In the asynchronous DAG model, the code path (distinguished from thread) can be entire blocked while awaiting the future (thus no possibility for a race condition) or it can split with one code path continuing immediately and thus in this case one of the splits has to receive an immutable reference. I don't really see how mutable resource borrowing can help us because in the former case the code is blocked and in the later case it doesn't wait for the future to return? Seems we merely need to have our future enforce that one of the splits takes an immutable reference to any data that both of the splits can reference.

And I am conjecturing that we will not get clean code without native support for generators, coroutines, and/or continuations. I intend to dig deeper into the details of that in the future to test my intuition with detailed examples.

YouTube links below skips into the same video, Sean Parent: Better Code: Concurrency:

  1. Parallelism and Concurrency, Revisited | Existential Type
    https://www.youtube.com/watch?v=32f6JrQPV8c#t=511

  2. https://www.youtube.com/watch?v=32f6JrQPV8c#t=951
    https://www.youtube.com/watch?v=32f6JrQPV8c#t=3766
    https://www.youtube.com/watch?v=32f6JrQPV8c#t=4495

  3. https://www.youtube.com/watch?v=32f6JrQPV8c#t=531
    https://www.youtube.com/watch?v=32f6JrQPV8c#t=52
    https://www.youtube.com/watch?v=32f6JrQPV8c#t=684

  4. https://www.youtube.com/watch?v=32f6JrQPV8c#t=2164

  5. https://www.youtube.com/watch?v=32f6JrQPV8c#t=3288
    https://www.youtube.com/watch?v=32f6JrQPV8c#t=3632

1 Like

Agreed. Garbage collected languages require 5 times more memory to achieve the same performance as explicit memory deallocation. With only three times as much memory, the collector runs on average 17% slower than explicit memory management. However, with only twice as much memory, garbage collection degrades performance by nearly 70%.

Incorrect.

And note that immutability can make GC of temporary objects much more efficient:

Haskell's computation model is very different from that of
conventional mutable languages. Data immutability forces us to produce a
lot of temporary data but it also helps to collect this garbage
rapidly. The trick is that immutable data NEVER points to younger
values. Indeed, younger values don't yet exist at the time when an old
value is created, so it cannot be pointed to from scratch. And since
values are never modified, neither can it be pointed to later. This is
the key property of immutable data.

This greatly simplifies garbage collection (GC). At anytime we
can scan the last values created and free those that are not pointed to
from the same set (of course, real roots of live values hierarchy are
live in the stack). It is how things work: by default, GHC uses
generational GC. New data are allocated in 512kb "nursery". Once it's
exhausted, "minor GC" occurs - it scans the nursery and frees unused
values. Or, to be exact, it copies live values to the main memory area.
The fewer values that survive - the less work to do. If you have, for
example, a recursive algorithm that quickly filled the nursery with
generations of its induction variables - only the last generation of the
variables will survive and be copied to main memory, the rest will be
not even touched!

Javascript is an example that immutability isn't the only case of creating too many temporary objects.

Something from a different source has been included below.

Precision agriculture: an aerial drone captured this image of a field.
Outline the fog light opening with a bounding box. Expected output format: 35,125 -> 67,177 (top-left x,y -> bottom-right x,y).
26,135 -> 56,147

I realize Rust can do static analysis of explicit memory deallocation, but tangentially note even reference counting memory management can't be assumed to be real-time:

Not real-time
Naive implementations of reference counting do not in general
provide real-time behavior, because any pointer assignment can
potentially cause a number of objects bounded only by total allocated
memory size to be recursively freed while the thread is unable to
perform other work. It is possible to avoid this issue by delegating the
freeing of objects whose reference count dropped to zero to other
threads, at the cost of extra overhead.

And reference counting memory management isn't faster than GC:

Here are the numbers I got on my dual proc PIII-600:

ref_gc: 531ms
ref_rm: 3563ms
ref_rs: 844ms

And reference counting won't free the dangling circular references that GC will.

Edit: non-crashing "memory leaks" with GC and Rust's resources lifetimes are caused by higher-level semantics and data structures which have unmatched add/remove items{1}. And given that Rust's lifetimes are more unsafe than GC, then Rust may have crash (accessing freed memory) memory leaks which GC doesn't have. Edit#3: the prior sentence is incorrect, as evident by the linked discussion.

Edit#2: on further thought the following paragraph from my prior edit is untrue, except the italicized part remains true:

Although afaik it is possible to model and check these higher-level resource lifetimes with Rust's checker, afaik _Rust can't insure the programmer will or that the code will be reasonably manageable in certain circular dependency imperative spaghetti scenario_s. Another interesting point is that Rust's lifetime checker could be useful even alongside GC.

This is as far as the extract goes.